Jalons pour une histoire de l’imaginaire non narcissique

Par Olivier Douville

Imaginer et creuser le visible …

Dans son excellente biographie croisée de Deleuze et Guattari[1], François Dosse rapporte l’anecdote suivante. Deleuze entre rapidement en amitié avec le peintre Fromanger. Ce compagnonnage étant assez rapproché de la période où le philosophe compose sur la peinture, et tout particulièrement sur l’œuvre de Bacon, Deleuze ne tarit pas de questions sur l’art de peindre, le dispositif et la manière dont s’élabore la création, questions qu’il adresse à son ami. La toile blanche, c’est un peu comme la page blanche pour Deleuze, c’est-à-dire un vide qui peut devenir un fond sur lequel, par les puissances de l’imagination et les milles grâces parfois déchirantes d’un style, se déposent et se suivent des traces. En psychologie on connaît ça depuis l’ami Rorschach qui présentait un matériel erratique et flou sur lequel il avait l’illusion que le patient surajoutait du plein, du trait, du contour et du vraisemblable. Fromanger se tient ailleurs. Dans une autre région où sont liées autrement perception et imagination. Lui ne voit pas devant la toile pourtant manifestement blanche, une « toile blanche ». Il n’y voir pas un vide en attente d’être empli. Son travail, presque sa mission, ne consiste pas à faire danser des lignes et des éclaboussures de pâtes colorées sur un abîme cadré. Il ne met pas des choses sur un fond neutre. Et à Deleuze, étonné, affect qu’en tant que philosophe il appréciait tout particulièrement [2], s’entend dire que pour le peintre « La toile, là tu la vois blanche, mais en fait elle est noire »[3]. « Elle est noire de tout ce que les autres peintres ont fait avant moi… alors il ne s’agit pas de noircir la toile mais de la blanchir » [4]. Deleuze donnera à cette position phénoménale un statut rhétorique dans son ouvrage Qu’est-ce que la philosophie ? [5] écrit avec Guattari : « le peintre ne peint pas sur une toile vierge, ni l’écrivain n’écrit sur une page blanche, mais la page ou la toile vierge sont déjà tellement couverts de clichés préexistants, préétablis, qu’il faut d’abord, nettoyer, laminer, même déchiqueter pour faire passer un courant d’air issu du chaos qui nous apporte la vision » [6].

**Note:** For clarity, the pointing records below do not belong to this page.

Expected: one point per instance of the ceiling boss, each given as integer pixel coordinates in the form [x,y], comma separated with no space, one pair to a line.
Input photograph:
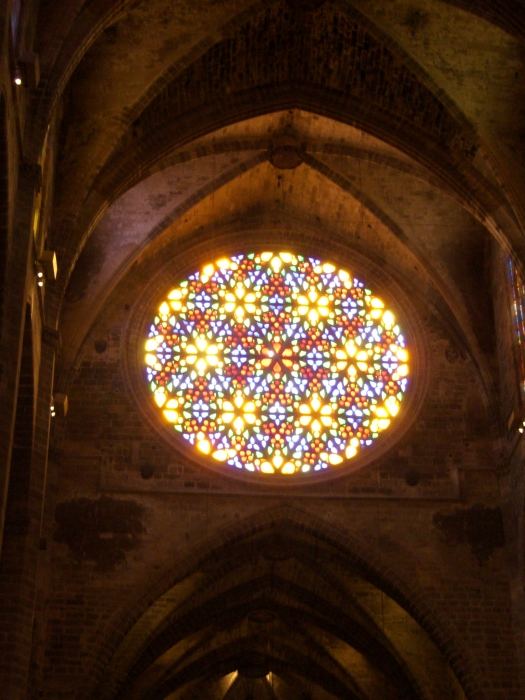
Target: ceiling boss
[276,363]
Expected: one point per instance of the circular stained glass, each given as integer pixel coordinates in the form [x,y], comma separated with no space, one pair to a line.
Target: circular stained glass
[275,363]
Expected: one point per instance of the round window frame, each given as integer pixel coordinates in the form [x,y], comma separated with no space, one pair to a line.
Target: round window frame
[192,256]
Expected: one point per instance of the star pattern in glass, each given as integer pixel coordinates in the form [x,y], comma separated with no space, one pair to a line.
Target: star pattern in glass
[275,363]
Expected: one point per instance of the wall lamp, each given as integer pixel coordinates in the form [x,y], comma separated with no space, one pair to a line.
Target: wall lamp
[46,267]
[59,406]
[27,72]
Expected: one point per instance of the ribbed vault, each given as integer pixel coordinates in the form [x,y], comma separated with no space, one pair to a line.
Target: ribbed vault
[280,612]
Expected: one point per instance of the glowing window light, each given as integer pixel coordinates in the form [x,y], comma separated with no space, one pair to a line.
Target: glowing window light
[517,287]
[275,363]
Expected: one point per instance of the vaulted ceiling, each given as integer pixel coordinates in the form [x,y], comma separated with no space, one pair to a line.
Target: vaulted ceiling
[386,134]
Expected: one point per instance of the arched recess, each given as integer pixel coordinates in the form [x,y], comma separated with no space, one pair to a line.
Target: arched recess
[286,601]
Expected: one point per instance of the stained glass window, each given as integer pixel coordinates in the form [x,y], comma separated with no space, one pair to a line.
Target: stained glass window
[517,287]
[276,363]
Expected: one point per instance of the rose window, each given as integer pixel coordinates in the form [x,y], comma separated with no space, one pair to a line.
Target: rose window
[275,363]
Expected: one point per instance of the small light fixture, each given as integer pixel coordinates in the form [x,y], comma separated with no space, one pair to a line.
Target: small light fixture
[59,405]
[49,264]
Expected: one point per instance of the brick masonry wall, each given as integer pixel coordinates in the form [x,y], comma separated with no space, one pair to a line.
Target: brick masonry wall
[129,507]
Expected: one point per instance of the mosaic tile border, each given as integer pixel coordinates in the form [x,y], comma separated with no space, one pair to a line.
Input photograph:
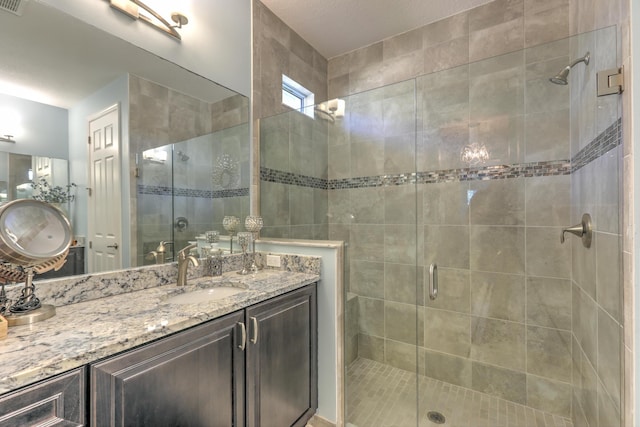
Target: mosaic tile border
[603,143]
[274,175]
[190,192]
[609,139]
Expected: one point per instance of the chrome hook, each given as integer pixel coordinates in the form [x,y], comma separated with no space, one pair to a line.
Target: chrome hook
[582,230]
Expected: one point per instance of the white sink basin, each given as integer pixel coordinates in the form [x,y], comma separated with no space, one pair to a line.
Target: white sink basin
[201,295]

Nous pouvons saluer l’intensité d’une telle phrase. Pourtant le mouvement qu’elle imprime au geste du créateur, celui d’une mise en pièce ou, tout du moins, d’un ravinement, en rajoute sans doute de trop dans l’évocation d’une physique en acte de l’imagination. On saisit évidemment que des termes comme déchiqueter ou laminer évoque un travail de la pulsion qui par de la destructivité tend à toucher puis à cerner le vide de la chose. Toutefois le couplage entre les deux expressions « laisser passer un courant d’air issu du chaos » et « apporter la vision » suggère autre chose qu’un travail de titan ruinant le lourd feuilletage de préjugés et de sous entendus qui encalminerait la page ou la toile d’apparence virginale. Y fait retour une ancienne conception de l’imaginaire où fonction est non pas une activité de remplissage ou de projection mais une position subjective qui laisse l’homme d’exception, soit depuis Aristote, l’artiste de génie, décanter le monde, accueillir ce que le vide central à toute chose crée exige de reconnaissance et d’hébergement dans l’œuvre. L’imaginaire alors jouerait le rôle d’une fonction de médiation non tant entre l’homme et le monde qu’entre la face insoupçonnée mutique et vide de la création et l’homme.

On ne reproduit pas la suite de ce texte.